About two years before this all happened, I was working on a project to create a new ISP, and I’d got as far in breaking down the steps as to see that you HAD, somehow, to find a way to remove the “dual-billing” model from consumers (pay once for internet access, pay twice for the per-minute, uncapped (!) phone call too). I didn’t have the confidence to believe it was possible, and after running through some fairly crazy ideas (including looking into internet access via broadcast radio for downstream, and home modem for upstream), I gave up and moved on. With hindsight, at the time, I realised that I’d have hit upon the change-the-telco idea within another couple of months, and that I’d have had a clear year to find a way to ACTUALLY get a telco to change, and still be able to launch before Freeserve.
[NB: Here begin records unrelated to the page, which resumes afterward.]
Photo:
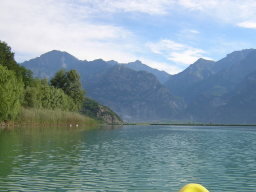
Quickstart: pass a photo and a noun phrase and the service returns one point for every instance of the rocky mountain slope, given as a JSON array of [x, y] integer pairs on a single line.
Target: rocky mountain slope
[[162, 76], [99, 112], [217, 92], [134, 96]]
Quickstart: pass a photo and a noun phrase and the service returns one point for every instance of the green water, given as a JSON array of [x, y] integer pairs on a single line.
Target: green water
[[127, 158]]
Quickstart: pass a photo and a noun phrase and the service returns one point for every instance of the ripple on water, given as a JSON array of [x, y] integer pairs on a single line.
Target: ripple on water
[[132, 158]]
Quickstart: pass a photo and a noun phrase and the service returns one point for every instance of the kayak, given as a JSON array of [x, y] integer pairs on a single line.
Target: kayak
[[193, 187]]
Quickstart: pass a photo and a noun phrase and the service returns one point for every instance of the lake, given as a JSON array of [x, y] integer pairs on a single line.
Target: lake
[[127, 158]]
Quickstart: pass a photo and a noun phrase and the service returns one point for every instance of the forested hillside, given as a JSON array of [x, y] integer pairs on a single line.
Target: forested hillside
[[18, 89]]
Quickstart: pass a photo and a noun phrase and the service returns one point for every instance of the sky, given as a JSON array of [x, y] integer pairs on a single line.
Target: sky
[[167, 35]]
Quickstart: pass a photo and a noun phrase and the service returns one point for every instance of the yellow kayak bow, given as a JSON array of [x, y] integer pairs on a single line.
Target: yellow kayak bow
[[193, 187]]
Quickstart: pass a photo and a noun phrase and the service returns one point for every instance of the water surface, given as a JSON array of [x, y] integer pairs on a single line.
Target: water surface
[[127, 158]]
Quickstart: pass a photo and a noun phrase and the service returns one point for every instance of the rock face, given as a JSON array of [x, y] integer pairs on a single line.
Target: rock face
[[237, 105], [102, 113], [47, 64], [134, 96], [198, 71], [107, 116], [162, 76], [217, 92]]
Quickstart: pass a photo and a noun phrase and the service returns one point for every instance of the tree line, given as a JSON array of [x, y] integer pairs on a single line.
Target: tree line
[[18, 88]]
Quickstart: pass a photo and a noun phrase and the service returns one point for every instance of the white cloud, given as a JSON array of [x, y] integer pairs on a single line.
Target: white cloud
[[248, 24], [171, 69], [152, 7], [194, 31], [177, 52], [36, 27]]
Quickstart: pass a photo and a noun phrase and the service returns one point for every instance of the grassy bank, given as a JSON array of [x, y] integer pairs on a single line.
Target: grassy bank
[[52, 117]]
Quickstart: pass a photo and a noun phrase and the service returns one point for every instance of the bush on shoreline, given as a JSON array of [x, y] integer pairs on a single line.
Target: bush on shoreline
[[33, 116]]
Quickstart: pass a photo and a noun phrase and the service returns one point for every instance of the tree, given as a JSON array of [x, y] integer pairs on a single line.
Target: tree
[[7, 59], [69, 82], [11, 90]]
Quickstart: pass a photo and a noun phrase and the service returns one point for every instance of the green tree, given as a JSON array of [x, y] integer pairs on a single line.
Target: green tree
[[11, 90], [7, 59], [69, 82]]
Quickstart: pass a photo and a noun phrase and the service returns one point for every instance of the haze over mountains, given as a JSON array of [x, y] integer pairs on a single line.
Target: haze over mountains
[[207, 91]]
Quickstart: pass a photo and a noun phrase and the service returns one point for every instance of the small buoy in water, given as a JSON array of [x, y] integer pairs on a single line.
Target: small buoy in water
[[193, 187]]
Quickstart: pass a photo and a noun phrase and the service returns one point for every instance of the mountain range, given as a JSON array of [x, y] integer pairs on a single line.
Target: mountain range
[[207, 91]]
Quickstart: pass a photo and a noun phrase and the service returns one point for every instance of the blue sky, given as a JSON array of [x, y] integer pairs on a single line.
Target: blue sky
[[164, 34]]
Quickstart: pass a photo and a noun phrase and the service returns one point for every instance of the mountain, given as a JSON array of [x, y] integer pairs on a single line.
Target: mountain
[[136, 96], [99, 112], [198, 71], [224, 81], [162, 76], [47, 64], [230, 59], [237, 106], [86, 69]]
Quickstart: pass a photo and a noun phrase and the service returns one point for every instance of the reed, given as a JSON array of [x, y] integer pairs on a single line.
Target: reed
[[32, 116]]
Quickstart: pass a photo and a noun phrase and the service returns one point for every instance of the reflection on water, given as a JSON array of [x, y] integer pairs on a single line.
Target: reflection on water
[[125, 158]]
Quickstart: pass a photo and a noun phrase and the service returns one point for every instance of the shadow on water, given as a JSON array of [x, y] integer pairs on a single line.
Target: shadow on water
[[119, 158]]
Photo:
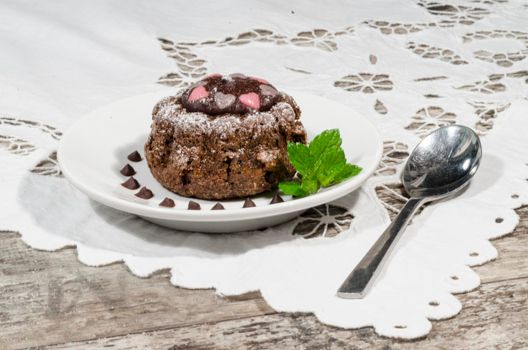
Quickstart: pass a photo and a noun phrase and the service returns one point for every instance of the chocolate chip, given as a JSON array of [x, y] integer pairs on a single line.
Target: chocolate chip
[[193, 206], [131, 184], [276, 199], [144, 193], [218, 206], [167, 202], [134, 157], [128, 170], [248, 203]]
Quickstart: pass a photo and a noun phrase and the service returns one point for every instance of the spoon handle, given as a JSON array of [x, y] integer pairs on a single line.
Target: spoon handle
[[357, 283]]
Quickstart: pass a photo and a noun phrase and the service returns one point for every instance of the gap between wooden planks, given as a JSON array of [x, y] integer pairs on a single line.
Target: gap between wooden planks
[[52, 299]]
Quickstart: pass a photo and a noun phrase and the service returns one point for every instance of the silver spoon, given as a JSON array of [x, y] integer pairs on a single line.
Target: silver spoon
[[441, 165]]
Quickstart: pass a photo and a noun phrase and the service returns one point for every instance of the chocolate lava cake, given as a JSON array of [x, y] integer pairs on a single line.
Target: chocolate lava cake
[[224, 137]]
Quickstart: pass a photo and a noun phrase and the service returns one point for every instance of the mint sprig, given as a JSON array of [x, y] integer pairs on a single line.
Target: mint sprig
[[322, 163]]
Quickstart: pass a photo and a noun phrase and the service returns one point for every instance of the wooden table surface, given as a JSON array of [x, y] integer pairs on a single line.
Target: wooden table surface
[[50, 300]]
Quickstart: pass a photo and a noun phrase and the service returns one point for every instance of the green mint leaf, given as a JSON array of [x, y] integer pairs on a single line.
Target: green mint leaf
[[292, 188], [321, 163], [300, 157], [330, 166], [324, 142]]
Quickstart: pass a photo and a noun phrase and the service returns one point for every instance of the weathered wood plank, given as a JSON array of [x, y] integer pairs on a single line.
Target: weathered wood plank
[[48, 298], [513, 254], [494, 316]]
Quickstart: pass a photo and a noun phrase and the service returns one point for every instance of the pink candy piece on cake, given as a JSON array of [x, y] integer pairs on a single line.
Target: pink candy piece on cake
[[198, 93], [214, 75], [260, 80], [252, 100]]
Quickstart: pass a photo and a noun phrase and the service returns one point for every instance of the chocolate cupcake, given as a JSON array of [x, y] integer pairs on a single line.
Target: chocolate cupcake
[[224, 137]]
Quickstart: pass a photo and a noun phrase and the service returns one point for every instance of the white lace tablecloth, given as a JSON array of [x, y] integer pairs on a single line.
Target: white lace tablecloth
[[409, 66]]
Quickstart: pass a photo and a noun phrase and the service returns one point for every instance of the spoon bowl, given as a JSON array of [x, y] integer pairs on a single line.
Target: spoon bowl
[[441, 165]]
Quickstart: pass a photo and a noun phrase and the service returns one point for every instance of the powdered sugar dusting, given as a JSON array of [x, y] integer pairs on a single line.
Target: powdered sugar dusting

(for the record, that event finally kicked me into realising that the world-changing ideas I had all the time, and thought through as often as multiple times a day, were actually all realisable (potentially). Many people I know, potentially good entrepreneurs both older and younger than me, still don’t believe the world can be changed to their tune, they can only see the world As It Is)

How to … Influence People

This is a big topic; whole books have been written on it! (OMG!!1!!!!0).

But just to select ONE of the most powerful weapons: imposing a personal view of reality onto the reality you find, and living and acting as though your view of reality is the real one, and keeping at it until everyone else gives in. The real beauty of this being that if the only differences between your reality and the real reality are the beliefs of people, then it becomes a self-fulfilling dream.

This is basic sales-technique: it’s usually more effective to sell people on a shared belief than it is to sell them merely on a bunch of facts and leave them to guess for themselves whether those facts are real or not. But it takes a particular kind of personality to be good at imposing their desired reality (if that’s all you do, it tends to come across as mere bullying), and also at making it stick.

IMHO, people who spend more of their time adapting reality are much better at the “making it stick” part.

Conclusion

So, ultimately, one of the things that makes a great Entrepreneur is huge practice with very much NOT adapting to reality, but instead adapting reality to their own ends. And it helps in ways beyond the obvious (spotting new opportunities).

If you want to be a great entrepreneur, I’d recommend you start dreaming more, and make your dreams more vivid and concrete, and try to change the world to fit them, rather than the other way around.

PS: from reading this post, all of which has been written between going from that slide of the presentation to the next, you may come to think that it can take me a long time to read a presentation. You’d be right. This is partly why I’ve taken to transcripting in real time every conference talk I attend (and usually publishing them on this blog) – the smallest comment can spark off so many thoughts that I miss the rest of the talk, and it’s a way of giving me a chance to hear the whole talk.